We were climbing and waterfalls we had seen above us were now below.  A day or two later, we were just below the timber line, the elevation above which trees will not grow, and hiked through patches of snow melting in the summer sun.  It was shorts and T shirt weather.  Under the trees, the forest floor was a riot of red, yellow, and white flowers.  Stellar Jays watched for opportunities to steal food, and ground squirrels scurried by.  The Merced River was always on our right, ice cold and splashing and racing toward the Valley.  We hadn’t seen anyone in a couple of days, a departure from our regular existence and a welcome one. 

We spent a night at Washburn Lake, and then continued south and up.  Late in the day we camped by a braided stream, its water running through several small channels, pausing to sit in pools carved out of bare rock.  Hot and sweaty, we sat in one of the pools where the stream water, normally ice cold, became bath water in the hot mountain sun.  We had a snowball fight while sitting there, using the snow that lined the pool of meltwater.

Magnificent snow covered mountains surrounded us, their knife like peaks piercing the deep blue sky.

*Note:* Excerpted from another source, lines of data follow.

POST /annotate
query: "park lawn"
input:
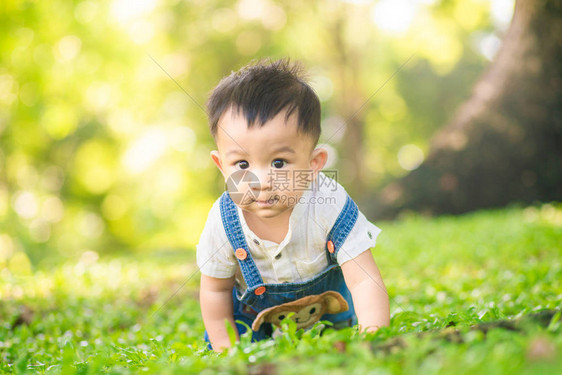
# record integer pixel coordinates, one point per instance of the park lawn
(444, 275)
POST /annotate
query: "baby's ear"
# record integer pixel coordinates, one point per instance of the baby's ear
(215, 156)
(318, 159)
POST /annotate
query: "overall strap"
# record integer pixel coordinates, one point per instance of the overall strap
(235, 234)
(339, 232)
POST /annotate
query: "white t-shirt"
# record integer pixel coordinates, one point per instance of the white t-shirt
(301, 255)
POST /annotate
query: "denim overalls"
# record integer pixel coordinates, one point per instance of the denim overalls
(259, 296)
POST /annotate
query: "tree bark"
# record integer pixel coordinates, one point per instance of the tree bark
(505, 142)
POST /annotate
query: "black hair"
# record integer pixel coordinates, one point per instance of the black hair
(263, 89)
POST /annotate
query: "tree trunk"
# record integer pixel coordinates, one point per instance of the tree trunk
(505, 143)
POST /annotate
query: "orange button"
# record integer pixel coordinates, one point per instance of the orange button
(241, 253)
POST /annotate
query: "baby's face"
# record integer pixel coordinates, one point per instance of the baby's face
(276, 161)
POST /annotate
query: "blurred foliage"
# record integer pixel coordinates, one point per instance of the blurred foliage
(100, 150)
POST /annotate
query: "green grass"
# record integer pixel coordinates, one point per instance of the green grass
(444, 275)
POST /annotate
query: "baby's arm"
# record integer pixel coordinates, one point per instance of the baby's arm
(215, 297)
(370, 298)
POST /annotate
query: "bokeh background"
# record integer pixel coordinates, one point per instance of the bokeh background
(102, 151)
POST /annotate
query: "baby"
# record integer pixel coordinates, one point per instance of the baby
(284, 230)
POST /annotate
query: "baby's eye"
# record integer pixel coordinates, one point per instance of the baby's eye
(242, 164)
(278, 163)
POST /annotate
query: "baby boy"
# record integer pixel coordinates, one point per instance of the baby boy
(283, 230)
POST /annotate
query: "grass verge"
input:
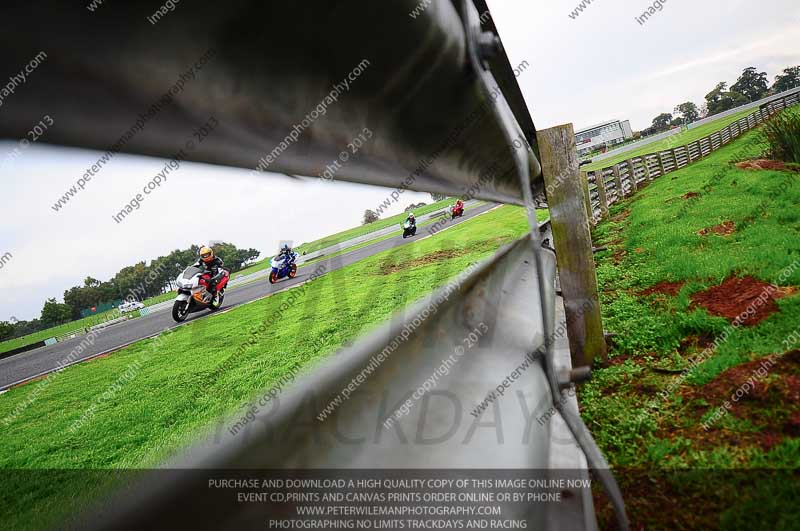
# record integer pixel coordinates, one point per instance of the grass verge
(685, 255)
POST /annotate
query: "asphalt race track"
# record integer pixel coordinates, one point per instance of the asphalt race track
(27, 365)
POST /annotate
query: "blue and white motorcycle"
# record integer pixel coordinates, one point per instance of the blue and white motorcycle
(283, 267)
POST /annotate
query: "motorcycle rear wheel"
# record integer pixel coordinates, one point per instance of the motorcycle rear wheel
(180, 311)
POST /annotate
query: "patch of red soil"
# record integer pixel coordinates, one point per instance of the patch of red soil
(725, 228)
(741, 296)
(621, 216)
(765, 392)
(765, 164)
(747, 375)
(698, 342)
(664, 287)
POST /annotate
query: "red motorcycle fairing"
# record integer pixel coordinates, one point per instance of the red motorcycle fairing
(206, 277)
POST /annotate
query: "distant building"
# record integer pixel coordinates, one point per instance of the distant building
(606, 134)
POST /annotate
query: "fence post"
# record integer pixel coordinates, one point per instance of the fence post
(600, 182)
(587, 195)
(661, 163)
(632, 173)
(573, 244)
(618, 182)
(646, 166)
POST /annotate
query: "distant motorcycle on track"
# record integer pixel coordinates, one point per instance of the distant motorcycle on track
(457, 210)
(193, 294)
(282, 268)
(409, 229)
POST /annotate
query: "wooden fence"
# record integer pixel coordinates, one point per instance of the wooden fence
(607, 186)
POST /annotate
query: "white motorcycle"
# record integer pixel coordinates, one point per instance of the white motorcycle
(193, 294)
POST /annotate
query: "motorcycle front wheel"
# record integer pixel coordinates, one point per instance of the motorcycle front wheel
(180, 311)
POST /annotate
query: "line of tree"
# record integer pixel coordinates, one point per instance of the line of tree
(135, 282)
(751, 86)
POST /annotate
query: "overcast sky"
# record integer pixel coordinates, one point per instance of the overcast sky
(601, 65)
(604, 65)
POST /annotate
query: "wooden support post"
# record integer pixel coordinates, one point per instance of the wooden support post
(601, 191)
(573, 244)
(587, 196)
(646, 167)
(618, 182)
(632, 173)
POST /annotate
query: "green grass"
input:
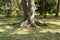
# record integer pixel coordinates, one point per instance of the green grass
(50, 32)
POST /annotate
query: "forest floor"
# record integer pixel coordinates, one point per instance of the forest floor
(50, 32)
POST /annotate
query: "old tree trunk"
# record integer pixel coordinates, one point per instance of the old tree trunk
(29, 10)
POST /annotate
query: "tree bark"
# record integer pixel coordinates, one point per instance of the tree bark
(29, 11)
(56, 15)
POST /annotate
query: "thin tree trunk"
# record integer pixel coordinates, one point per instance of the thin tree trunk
(56, 15)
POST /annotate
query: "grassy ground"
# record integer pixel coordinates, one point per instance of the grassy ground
(50, 32)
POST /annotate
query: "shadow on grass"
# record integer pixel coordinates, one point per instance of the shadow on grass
(10, 34)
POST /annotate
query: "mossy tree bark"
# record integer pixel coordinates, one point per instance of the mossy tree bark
(29, 11)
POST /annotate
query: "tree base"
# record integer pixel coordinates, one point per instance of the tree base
(26, 23)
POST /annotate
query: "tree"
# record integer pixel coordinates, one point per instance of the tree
(29, 11)
(56, 15)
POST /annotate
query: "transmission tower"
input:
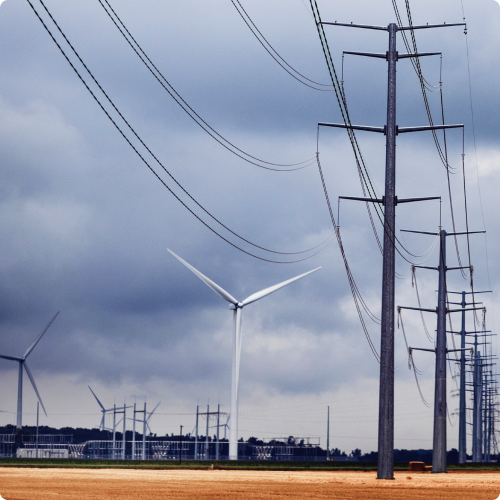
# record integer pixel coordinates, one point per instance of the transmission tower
(385, 468)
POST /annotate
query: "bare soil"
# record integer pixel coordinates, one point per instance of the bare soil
(70, 484)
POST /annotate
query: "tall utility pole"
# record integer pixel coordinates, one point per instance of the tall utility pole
(144, 433)
(477, 419)
(462, 420)
(439, 462)
(124, 442)
(439, 435)
(114, 431)
(196, 436)
(385, 468)
(218, 423)
(133, 433)
(37, 415)
(207, 456)
(462, 423)
(328, 435)
(180, 446)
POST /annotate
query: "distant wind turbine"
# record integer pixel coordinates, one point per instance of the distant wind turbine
(103, 410)
(237, 307)
(22, 363)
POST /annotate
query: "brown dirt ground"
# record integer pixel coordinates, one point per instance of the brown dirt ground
(70, 484)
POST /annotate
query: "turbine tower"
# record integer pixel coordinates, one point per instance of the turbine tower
(103, 410)
(237, 308)
(22, 363)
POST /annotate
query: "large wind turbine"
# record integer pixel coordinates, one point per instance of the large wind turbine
(237, 307)
(22, 363)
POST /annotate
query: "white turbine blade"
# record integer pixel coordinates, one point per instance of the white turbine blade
(100, 404)
(216, 288)
(271, 289)
(147, 420)
(11, 358)
(32, 380)
(32, 346)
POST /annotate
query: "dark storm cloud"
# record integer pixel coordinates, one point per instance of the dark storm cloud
(85, 226)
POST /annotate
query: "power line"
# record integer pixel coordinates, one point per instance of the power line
(273, 53)
(158, 75)
(325, 242)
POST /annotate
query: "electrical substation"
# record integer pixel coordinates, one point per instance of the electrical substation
(461, 347)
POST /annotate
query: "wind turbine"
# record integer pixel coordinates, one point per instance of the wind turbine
(103, 410)
(237, 307)
(22, 362)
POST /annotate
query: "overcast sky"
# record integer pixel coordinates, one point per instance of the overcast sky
(85, 225)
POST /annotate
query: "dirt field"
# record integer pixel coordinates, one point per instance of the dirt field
(66, 484)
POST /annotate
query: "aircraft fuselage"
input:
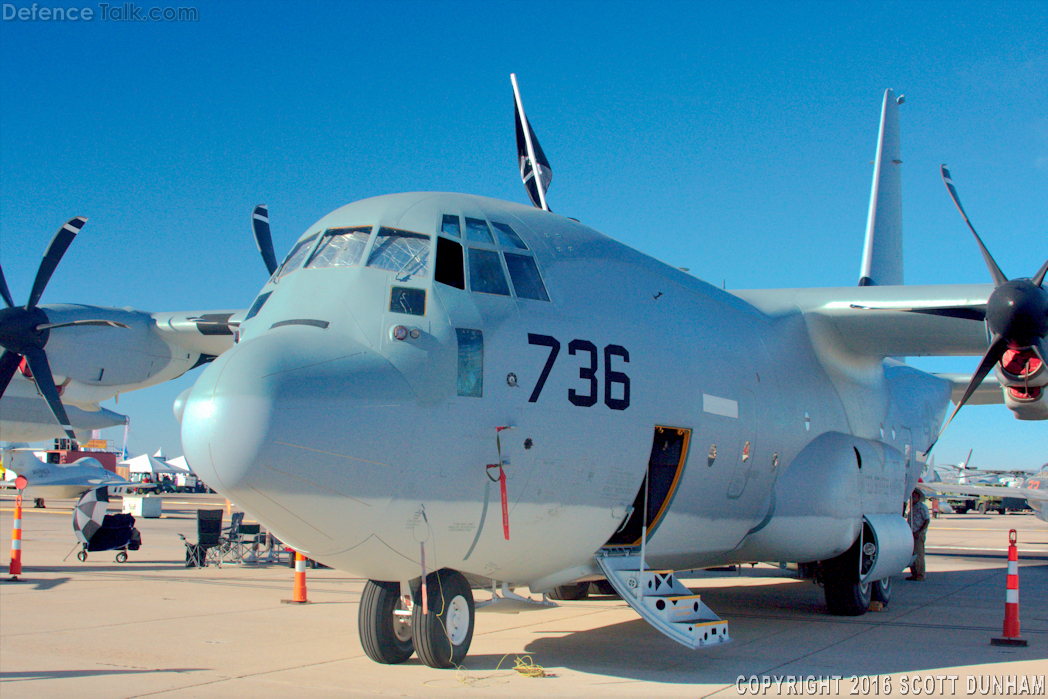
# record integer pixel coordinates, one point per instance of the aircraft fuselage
(358, 415)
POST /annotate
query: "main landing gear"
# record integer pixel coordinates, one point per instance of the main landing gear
(393, 627)
(846, 594)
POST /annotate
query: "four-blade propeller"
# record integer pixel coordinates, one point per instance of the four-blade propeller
(1017, 312)
(24, 329)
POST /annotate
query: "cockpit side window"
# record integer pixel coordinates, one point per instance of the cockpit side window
(449, 267)
(450, 225)
(295, 258)
(401, 252)
(524, 272)
(341, 247)
(477, 231)
(485, 272)
(507, 237)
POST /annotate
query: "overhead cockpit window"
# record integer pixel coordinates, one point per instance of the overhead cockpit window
(477, 232)
(507, 237)
(524, 272)
(485, 272)
(340, 247)
(401, 252)
(450, 226)
(295, 258)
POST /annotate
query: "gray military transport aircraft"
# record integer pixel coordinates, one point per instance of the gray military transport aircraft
(444, 392)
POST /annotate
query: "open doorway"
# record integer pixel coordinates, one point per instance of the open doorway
(664, 468)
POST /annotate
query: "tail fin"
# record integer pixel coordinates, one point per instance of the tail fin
(882, 253)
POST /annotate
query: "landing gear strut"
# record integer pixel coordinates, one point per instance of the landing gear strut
(442, 636)
(846, 595)
(384, 623)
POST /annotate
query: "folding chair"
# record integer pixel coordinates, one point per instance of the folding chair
(231, 534)
(245, 546)
(209, 540)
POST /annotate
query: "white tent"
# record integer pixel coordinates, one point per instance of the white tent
(149, 464)
(181, 464)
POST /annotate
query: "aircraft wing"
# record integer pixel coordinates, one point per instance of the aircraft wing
(991, 490)
(888, 321)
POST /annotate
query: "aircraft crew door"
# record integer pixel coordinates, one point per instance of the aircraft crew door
(664, 470)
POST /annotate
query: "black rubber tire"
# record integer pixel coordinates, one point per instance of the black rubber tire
(376, 624)
(845, 594)
(881, 590)
(442, 637)
(569, 592)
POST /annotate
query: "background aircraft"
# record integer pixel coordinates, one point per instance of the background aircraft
(59, 480)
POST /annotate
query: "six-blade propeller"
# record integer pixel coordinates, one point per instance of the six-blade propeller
(1017, 312)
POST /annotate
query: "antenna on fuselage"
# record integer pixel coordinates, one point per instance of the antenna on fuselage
(535, 168)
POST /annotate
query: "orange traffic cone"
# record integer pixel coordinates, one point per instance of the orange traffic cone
(299, 596)
(16, 542)
(1010, 635)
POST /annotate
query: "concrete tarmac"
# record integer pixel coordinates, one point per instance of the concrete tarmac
(153, 628)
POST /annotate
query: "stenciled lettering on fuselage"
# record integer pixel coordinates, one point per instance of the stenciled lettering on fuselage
(613, 398)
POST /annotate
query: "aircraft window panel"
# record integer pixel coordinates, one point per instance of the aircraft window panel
(508, 237)
(471, 378)
(295, 258)
(485, 272)
(527, 281)
(257, 306)
(477, 231)
(341, 247)
(408, 300)
(450, 225)
(449, 267)
(405, 253)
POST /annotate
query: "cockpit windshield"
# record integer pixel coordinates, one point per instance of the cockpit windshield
(295, 258)
(340, 247)
(400, 252)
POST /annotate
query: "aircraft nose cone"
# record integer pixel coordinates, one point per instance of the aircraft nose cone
(296, 427)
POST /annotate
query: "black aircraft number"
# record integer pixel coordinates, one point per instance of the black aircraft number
(589, 390)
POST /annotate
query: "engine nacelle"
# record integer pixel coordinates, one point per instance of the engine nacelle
(1024, 379)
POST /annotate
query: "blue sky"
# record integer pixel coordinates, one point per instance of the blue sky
(732, 138)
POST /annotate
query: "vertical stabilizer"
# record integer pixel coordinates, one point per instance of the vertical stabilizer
(882, 253)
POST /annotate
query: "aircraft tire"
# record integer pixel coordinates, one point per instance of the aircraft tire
(569, 592)
(846, 595)
(385, 638)
(881, 590)
(442, 637)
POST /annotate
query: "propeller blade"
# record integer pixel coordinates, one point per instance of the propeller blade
(111, 324)
(8, 365)
(995, 270)
(45, 383)
(1040, 277)
(992, 355)
(60, 243)
(263, 238)
(4, 291)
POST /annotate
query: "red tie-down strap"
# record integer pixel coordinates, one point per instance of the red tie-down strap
(501, 480)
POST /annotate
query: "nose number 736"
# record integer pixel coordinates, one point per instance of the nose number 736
(587, 372)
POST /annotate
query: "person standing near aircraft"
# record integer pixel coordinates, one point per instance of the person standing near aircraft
(919, 520)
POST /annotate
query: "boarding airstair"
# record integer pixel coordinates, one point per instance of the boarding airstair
(660, 598)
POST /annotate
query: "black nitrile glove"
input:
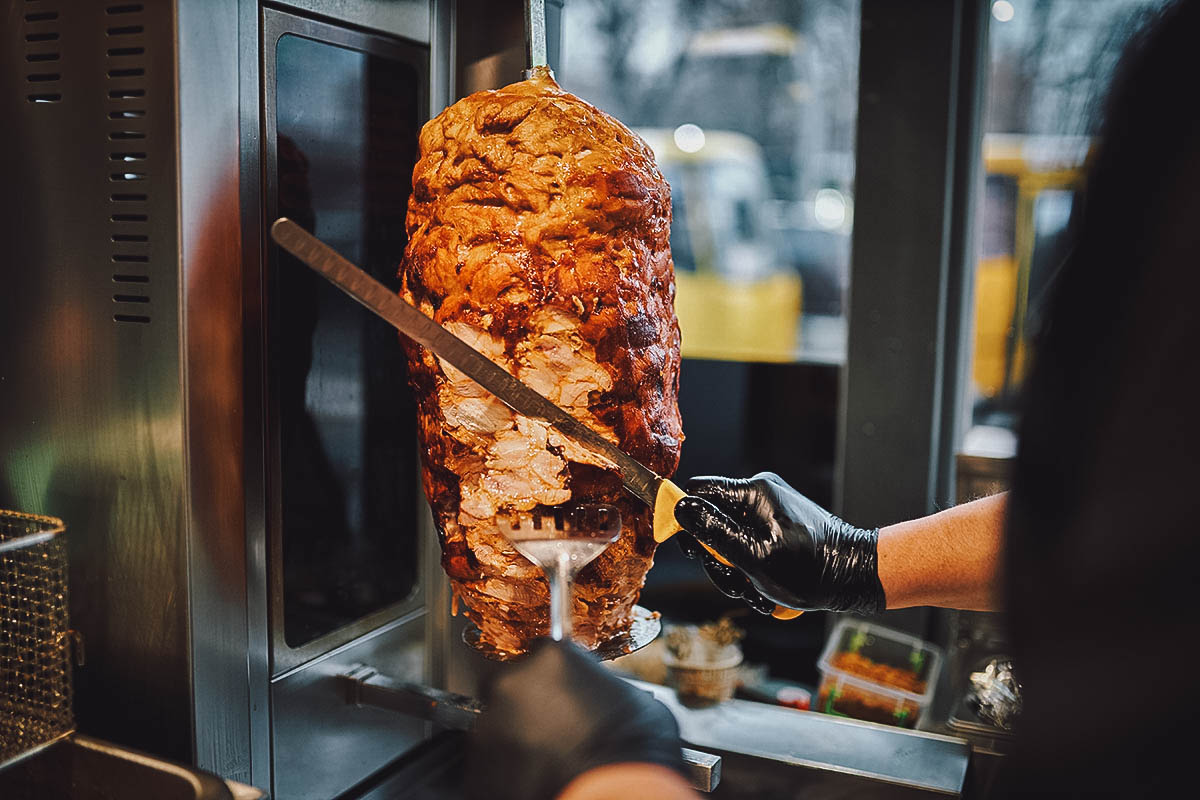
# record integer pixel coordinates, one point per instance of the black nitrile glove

The next morning, the bathtub from the day before was frozen over and we were now hiking through sparse patches of trees and snow that was, at times, knee deep.  Not long after, we reached the tree line, and our world was snow and granite.

It was time to go back down and we packed up to begin the trip back to civilization.  That afternoon we encountered Bruce, the leader of about 20 boy scouts hiking in the shadow of the Cathedral Range.  Bruce and his charges made camp a short distance away from us one night.  While we didn’t talk to them, it was evident that Bruce ran a tight ship.  I’m sure you have to with 20 adolescents in the mountains.  When they broke camp in the morning, every boy knew his role.  At the end of the orchestrated packing up, Bruce had his charges form a line shoulder to shoulder and walk the entire camping area picking up every bit of debris left there, regardless of who forgot to clean it up.  They had been taught well to leave no trace.

The next two days were spent walking along streams down towards Yosemite Valley.  We were now below the snow and back in the trees, the air again filled with the scent of pine.  When we stopped for the night one or two days out of the Valley, Igor started to build a fire.  He was using the hand axe to chop some small logs and my back was to him when I heard a muffled cry.  The axe had bounced off the branch he was working on and into the calf of his left leg.  There was a lot of blood.

We stopped the bleeding by applying pressure and bandages and elevating his leg.  He was comfortable, but there was no way he could walk without tearing his leg open.  I couldn’t carry him very far, so there was only one option, I needed to find help if we were going to leave the Valley in time to make our flight home.  The “real” world was intruding.

It was too late to start that evening, so we used the time to remove anything unnecessary for a day hike from my pack so I could travel lite and fast the next morning.  Igor had plenty of food and water, so he would be fine.

At daybreak I started out for the Valley which, carrying only a small bag of food and water, I should be able to make by nightfall.  I had only gone a couple of hours when I crossed paths with two rangers on horseback.  I explained what had happened and led them back to Igor.  They put him, together with his pack, on the back of one of the horses and took him out.  I, however, had to refill my pack that had been emptied the night before, and walk out.

They patched him up in Yosemite Village and he slept in one of the large tents.  I got to walk out, collect his gear, and sleep in the campground.  I jokingly accused him of staging the accident, but it wasn’t funny.

Back in San Francisco, we treated ourselves to, what else, a dinner that had not been freeze dried.  It’s every backpacker’s fantasy after days spent in the backcountry.